With the Surface Pro 3, Microsoft seems more confused about the future than ever

Surface Pro 3

This time, Microsoft means business. At the original Surface tablet launch in 2012, it told us it meant business. Again, at the far more muted Surface 2 launch in September last year. Perhaps it didn’t really, really mean business those first two times. This time, it’s different. Promise.

The euphoria around new chief executive Satya Nadella’s first 100 days in charge has tapered off, mostly completely. In fact, it died down after the company’s Build event in early April.

It’s fair to say that the Surface Pro 3 (why does it need the ‘Pro’ moniker in there?!) is not a Nadella product. It’s the latest in a long list of products and services that are still churning off the unstoppable Steve Ballmer-led conveyor belt. Nadella is stuck with Surface (and the Nokia devices business) whether he likes it or not. Given the choice and a blank slate, I’m not sure Nadella would be hurtling along the Surface highway (at least not in its current guise, anyway).

In summing up the selling point of the Surface (Pro 3!), Microsoft’s Surface chief Panos Panay told media at the device launch in New York on Tuesday: “This is the tablet than can replace your laptop”.
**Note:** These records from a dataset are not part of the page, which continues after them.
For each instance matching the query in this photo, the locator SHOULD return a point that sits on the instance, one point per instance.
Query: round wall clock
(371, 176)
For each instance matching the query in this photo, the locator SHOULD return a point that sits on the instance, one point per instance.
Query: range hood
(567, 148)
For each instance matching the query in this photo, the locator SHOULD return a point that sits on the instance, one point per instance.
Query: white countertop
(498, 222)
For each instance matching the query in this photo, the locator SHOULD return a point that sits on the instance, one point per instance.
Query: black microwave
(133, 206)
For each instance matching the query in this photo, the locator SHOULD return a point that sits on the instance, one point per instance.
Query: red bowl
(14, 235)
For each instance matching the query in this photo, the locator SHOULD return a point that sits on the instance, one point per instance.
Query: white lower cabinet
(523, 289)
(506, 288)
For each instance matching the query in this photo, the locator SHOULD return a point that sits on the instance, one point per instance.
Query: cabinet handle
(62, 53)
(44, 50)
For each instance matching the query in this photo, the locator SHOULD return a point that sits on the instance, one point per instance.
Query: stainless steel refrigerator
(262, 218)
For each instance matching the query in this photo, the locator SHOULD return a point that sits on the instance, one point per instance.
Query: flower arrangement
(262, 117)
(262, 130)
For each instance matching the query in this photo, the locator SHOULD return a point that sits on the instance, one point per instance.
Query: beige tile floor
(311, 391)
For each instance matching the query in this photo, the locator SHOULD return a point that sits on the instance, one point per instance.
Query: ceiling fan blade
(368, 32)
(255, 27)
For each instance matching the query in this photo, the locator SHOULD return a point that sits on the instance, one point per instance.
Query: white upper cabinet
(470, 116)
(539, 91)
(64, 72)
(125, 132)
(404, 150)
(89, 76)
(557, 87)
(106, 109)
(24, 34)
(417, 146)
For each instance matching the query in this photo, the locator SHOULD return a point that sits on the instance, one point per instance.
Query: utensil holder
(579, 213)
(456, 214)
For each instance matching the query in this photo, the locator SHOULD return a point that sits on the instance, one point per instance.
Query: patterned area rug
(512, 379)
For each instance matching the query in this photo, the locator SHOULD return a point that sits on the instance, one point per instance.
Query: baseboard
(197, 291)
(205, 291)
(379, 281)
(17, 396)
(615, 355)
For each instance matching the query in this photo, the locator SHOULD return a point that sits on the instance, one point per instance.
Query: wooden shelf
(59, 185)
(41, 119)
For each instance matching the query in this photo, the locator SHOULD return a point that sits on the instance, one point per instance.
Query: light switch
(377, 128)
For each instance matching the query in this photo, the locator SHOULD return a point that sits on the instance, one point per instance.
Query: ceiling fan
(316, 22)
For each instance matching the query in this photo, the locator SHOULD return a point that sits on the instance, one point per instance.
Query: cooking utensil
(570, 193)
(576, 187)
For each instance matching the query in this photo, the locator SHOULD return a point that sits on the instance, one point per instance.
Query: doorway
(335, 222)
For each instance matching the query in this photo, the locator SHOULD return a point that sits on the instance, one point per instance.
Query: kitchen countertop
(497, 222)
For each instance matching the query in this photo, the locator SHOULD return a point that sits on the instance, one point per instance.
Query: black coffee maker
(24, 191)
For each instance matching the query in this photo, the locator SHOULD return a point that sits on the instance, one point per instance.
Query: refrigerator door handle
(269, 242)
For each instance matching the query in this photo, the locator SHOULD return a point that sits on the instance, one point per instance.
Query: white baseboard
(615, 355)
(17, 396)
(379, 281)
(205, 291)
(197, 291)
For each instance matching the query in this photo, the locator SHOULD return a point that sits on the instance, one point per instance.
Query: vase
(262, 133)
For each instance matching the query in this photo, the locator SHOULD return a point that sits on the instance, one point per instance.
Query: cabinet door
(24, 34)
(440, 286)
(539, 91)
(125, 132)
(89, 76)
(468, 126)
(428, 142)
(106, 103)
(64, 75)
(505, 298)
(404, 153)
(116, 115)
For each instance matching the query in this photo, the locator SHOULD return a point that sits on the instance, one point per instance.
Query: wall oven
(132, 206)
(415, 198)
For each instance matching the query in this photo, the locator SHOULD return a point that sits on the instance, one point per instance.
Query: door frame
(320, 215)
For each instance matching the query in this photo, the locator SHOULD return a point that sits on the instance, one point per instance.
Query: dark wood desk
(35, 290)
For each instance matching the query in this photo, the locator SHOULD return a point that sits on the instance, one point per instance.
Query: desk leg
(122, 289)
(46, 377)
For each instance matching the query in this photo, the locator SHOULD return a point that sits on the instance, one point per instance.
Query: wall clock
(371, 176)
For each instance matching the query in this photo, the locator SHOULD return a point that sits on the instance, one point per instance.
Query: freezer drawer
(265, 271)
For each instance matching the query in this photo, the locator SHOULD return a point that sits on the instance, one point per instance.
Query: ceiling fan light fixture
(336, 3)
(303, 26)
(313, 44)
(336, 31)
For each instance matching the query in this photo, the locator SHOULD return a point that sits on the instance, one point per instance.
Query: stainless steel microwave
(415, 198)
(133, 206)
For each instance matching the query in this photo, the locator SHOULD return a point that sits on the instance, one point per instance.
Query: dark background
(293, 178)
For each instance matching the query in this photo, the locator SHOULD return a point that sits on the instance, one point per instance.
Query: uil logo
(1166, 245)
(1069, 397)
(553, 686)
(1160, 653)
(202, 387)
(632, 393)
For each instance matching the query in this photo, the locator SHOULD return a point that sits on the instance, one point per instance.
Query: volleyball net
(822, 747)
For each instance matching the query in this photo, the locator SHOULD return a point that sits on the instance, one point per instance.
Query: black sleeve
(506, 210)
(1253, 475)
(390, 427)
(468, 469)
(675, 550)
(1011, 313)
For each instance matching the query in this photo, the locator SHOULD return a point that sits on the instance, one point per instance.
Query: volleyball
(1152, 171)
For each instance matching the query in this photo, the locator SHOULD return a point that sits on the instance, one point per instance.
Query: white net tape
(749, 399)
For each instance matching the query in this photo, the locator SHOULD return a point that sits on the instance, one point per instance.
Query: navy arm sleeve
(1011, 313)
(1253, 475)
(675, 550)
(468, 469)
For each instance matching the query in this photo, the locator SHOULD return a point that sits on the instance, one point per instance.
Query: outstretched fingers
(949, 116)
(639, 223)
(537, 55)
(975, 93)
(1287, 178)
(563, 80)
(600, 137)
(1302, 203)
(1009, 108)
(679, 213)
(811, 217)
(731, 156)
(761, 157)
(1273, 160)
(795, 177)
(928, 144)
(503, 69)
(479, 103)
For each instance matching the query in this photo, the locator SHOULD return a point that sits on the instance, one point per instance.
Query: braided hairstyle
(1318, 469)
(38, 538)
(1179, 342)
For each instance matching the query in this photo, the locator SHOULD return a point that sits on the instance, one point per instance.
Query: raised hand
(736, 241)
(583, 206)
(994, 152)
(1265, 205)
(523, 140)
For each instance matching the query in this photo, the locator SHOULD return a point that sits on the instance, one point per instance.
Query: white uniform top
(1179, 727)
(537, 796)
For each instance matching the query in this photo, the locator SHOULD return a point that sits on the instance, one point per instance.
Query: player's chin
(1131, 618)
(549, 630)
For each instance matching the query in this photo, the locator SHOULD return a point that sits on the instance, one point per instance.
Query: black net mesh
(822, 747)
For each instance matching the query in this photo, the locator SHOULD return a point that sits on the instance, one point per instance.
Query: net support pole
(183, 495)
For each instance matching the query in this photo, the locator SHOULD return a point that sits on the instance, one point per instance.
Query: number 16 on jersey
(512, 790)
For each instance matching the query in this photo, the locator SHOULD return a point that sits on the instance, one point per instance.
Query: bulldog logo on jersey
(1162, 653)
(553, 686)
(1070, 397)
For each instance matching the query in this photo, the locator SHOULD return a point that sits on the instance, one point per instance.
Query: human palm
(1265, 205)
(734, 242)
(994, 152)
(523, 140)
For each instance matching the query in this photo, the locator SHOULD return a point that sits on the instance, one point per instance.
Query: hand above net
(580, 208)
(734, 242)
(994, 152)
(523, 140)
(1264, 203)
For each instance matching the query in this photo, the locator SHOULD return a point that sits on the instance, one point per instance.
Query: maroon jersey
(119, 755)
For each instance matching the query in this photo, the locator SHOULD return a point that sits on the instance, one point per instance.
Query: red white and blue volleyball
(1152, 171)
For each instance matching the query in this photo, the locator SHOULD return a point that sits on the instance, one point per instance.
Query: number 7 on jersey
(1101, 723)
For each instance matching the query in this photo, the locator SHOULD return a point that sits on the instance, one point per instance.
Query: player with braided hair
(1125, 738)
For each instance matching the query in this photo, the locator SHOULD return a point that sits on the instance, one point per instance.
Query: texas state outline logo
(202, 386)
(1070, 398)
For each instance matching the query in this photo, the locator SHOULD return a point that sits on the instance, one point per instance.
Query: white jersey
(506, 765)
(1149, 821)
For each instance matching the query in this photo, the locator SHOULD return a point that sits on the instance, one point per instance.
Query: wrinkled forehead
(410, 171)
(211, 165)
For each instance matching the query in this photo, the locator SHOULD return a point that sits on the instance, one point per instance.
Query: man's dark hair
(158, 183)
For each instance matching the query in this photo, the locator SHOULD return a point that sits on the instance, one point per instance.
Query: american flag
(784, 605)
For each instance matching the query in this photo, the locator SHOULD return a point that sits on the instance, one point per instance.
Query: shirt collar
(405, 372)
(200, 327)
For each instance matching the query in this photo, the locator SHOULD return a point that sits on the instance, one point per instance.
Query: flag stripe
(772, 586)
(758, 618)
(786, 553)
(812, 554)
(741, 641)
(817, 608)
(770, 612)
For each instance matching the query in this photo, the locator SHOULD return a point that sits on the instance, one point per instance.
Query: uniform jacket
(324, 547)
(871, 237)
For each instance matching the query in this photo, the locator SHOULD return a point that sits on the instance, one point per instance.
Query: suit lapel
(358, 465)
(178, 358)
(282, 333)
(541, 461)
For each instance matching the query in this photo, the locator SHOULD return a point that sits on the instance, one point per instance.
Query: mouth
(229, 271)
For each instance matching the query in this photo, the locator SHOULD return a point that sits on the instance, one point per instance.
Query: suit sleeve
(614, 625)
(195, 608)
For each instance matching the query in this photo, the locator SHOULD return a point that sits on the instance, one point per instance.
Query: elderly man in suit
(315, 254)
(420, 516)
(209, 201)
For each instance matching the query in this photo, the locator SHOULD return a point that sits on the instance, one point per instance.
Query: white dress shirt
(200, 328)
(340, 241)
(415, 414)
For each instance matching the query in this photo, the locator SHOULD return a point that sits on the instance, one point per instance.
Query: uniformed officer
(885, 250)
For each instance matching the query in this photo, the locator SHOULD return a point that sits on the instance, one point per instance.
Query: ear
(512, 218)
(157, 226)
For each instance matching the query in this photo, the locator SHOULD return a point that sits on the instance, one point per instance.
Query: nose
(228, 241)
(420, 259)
It’s ostensibly designed to “destroy” the laptop. Panay reportedly played up a comparison with a MacBook Air on stage. The original Surface line (including the bizarre ARM processor-based RT models) simply did not know what gap it was filling. At that point, it seemed as if Microsoft had taken a look around, realized it needed to make a post PC play, and instead of articulating a clear proposition, tried a bit of everything.

The new Surface is useable on your lap (despite the previous generations being sold, but not actually capable of that). ‘Lapability’ is the word Panos used. The “Pro” stylus input stays. Again, this is the worst of both worlds. Touch plus keyboard (‘Type Cover’) with no clear delineation between the two. What do I use the keyboard for? What do I use the trackpad for? When do I just touch the screen? When do I use the stylus? Steve Jobs’s famous quote about the stylus is more apt than ever.

By defining this as the ‘next laptop’, Microsoft is taking clear aim at its OEM partner. It wants that margin, despite computers (largely) having become low-margin products as we’ve reached a state of commoditisation

(Post Nokia, Microsoft now also has the Lumia 2520 tablet to figure out a value proposition and purpose for. It’s hardly a sub-premium device.)

Pricing is telling. The base model, at $800 plus a keyboard, at US$130, costs more than a base model MacBook Air (as many have pointed out). Spinning this as cheaper than a Mac is disingenuous given the fact that the Type Cover is sold separately. Shouldn’t that be bundled into the box? What use is a laptop without a keyboard?

The rumours about Apple’s 12 inch retina MacBook Air will only continue to get louder. That’s practically what the Surface Pro 3 is, save for a wonky, not-quite-attached keyboard. If (when?) that Mac device makes its appearance, which would you buy? Will enterprises embrace Surfaces widely? Perhaps that’s the trick up Microsoft’s sleeve?

John Gruber of Daring Fireball fame makes the point overnight: “A decade ago, it was Apple that was comparing the Mac to the PC (in the long-running John Hodgman/Justin Long “Get a Mac” campaign) — now the tables are turned.”

Is the laptop the future? Microsoft seems to think so, at least right now.